Using the approaches, theories, and methods in the seminar, develop a topic for an extended essay with examples or cases to interpret or apply your ideas. Your essay should present evidence and argument that draws on the research literature(s) of the relevant fields. Interdisciplinary work requires a statement of methods being used and combined.
In developing your thinking as a graduate student, it’s especially important to work out your own synthesis of theories, methods, approaches, and concepts that allow you to make discoveries and connect your work to the larger conversation and the ongoing questions that define the research communities you are participating in.
Your essay should be about the equivalent of about 15 pages of traditional writing, and with a fully developed set of references and links to relevant sources. Be as creative as possible with the Web environment of your essay.

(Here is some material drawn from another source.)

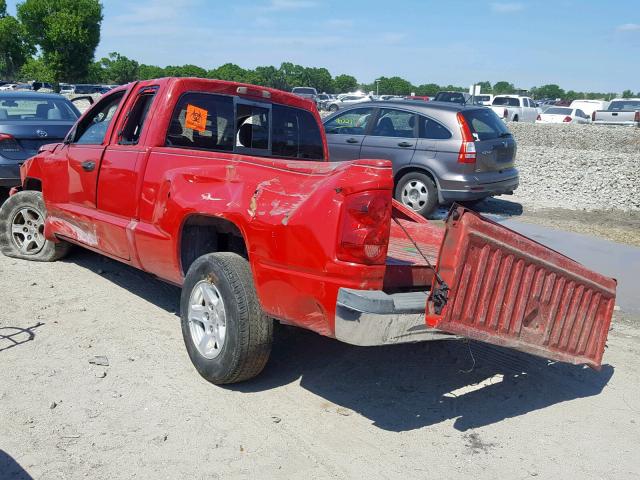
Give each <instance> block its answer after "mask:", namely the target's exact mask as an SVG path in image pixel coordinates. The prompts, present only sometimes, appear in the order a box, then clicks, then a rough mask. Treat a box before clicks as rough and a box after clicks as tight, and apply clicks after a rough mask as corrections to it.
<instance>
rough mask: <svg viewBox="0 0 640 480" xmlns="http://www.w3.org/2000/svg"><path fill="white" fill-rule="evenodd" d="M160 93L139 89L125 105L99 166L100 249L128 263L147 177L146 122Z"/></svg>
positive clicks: (95, 220)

Required Structure for Presenting Your Argument
For the structure of your argument in a professional research essay (in any format), refer to my Writing to be Read: A Rhetoric For Writing in the Post-Digital Era. Follow the guidelines there for a successful structure to the presentation of your argument and research. This is the main required structure:
- Abstract: Most journal articles in all fields now require an abstract for a summary view of main points and findings. It’s good practice to get into the habit of writing an abstract for every paper. (Writing the abstract comes toward the end of the research and writing process for a project, and will help clarify your thinking and tighten up the written presentation.)
In 5-6 sentences, state your (1) your research question in a brief context of the field(s) you are working in; (2) your main point(s) or hypothesis, (3) key concepts, methods, and/or approaches you use; (4) the evidence, examples, and/or research data you will interpret.
- Introduction: establishing your topic and approach, stating your research question, and your main thesis [what the essay is about]. It’s good practice to summarize your main sources and methods that provide the framework for your thesis. Your thesis is a summary of your conclusion.
- Main body of the essay: paragraphs organized to support your argument with analysis, interpretation of cases, examples and/or evidence.
- Conclusion: wrap up your main point and significance of your work, how it connects to questions in the field you are working in.
- List of Web sources and links (you can combine with the whole bibliography if preferred)
- Bibliography, References, or Works Cited/Consulted List: all the relevant materials you have considered or want to reference to support your essay in a standard citation style (see below).
References and Citations
At the end of your essay, use a Bibliography or Works Cited / Works Consulted list in your chosen citation style. Document all sources, references, and relevant background on your topic. Your reference “bibliography” can include any relevant form of media that supports your argument. (Use embedded media only to support your argument or as key examples in your research, not as embellishments.)
Like all research papers, you must use research sources that would be recognized in the field(s) that you are in conversation with. This means, you cannot cite or quote Wikipedia articles or a non-specialist’s personal blog as references. (Wikipedia may be useful for basic fact checking, but it is not a primary source for research — unless, of course, Wikipedia is the topic.)
Citation Style/Format: Use the documentation format of either the humanities or social sciences. Refer to the following online guides for a quick summary of citation styles:
- Diana Hacker’s Bedford-St. Martins Guide (good guide to MLA or APA citation styles)
- Georgetown University Library Citation Guides
Create the Web Space for Your Final Essay Project
To set up your essay, simply create a new “post” and choose the “Final Project” Category for your final project. Read other students’ essays from earlier semesters for good models: the essays that stand out will be those with a good structure to the argument and good use of research material and sources. You may also find references that you can use in your own research.
Using and Maintaining Your Essay After You Finish the Course
Your essay and the fixed URL for your page will remain available for reference, for linking (blogs, social media), and for job or academic applications in the future. You will be able to update and revise your essay for as long as you have access to the Georgetown Digital Commons with your GU NetID and password.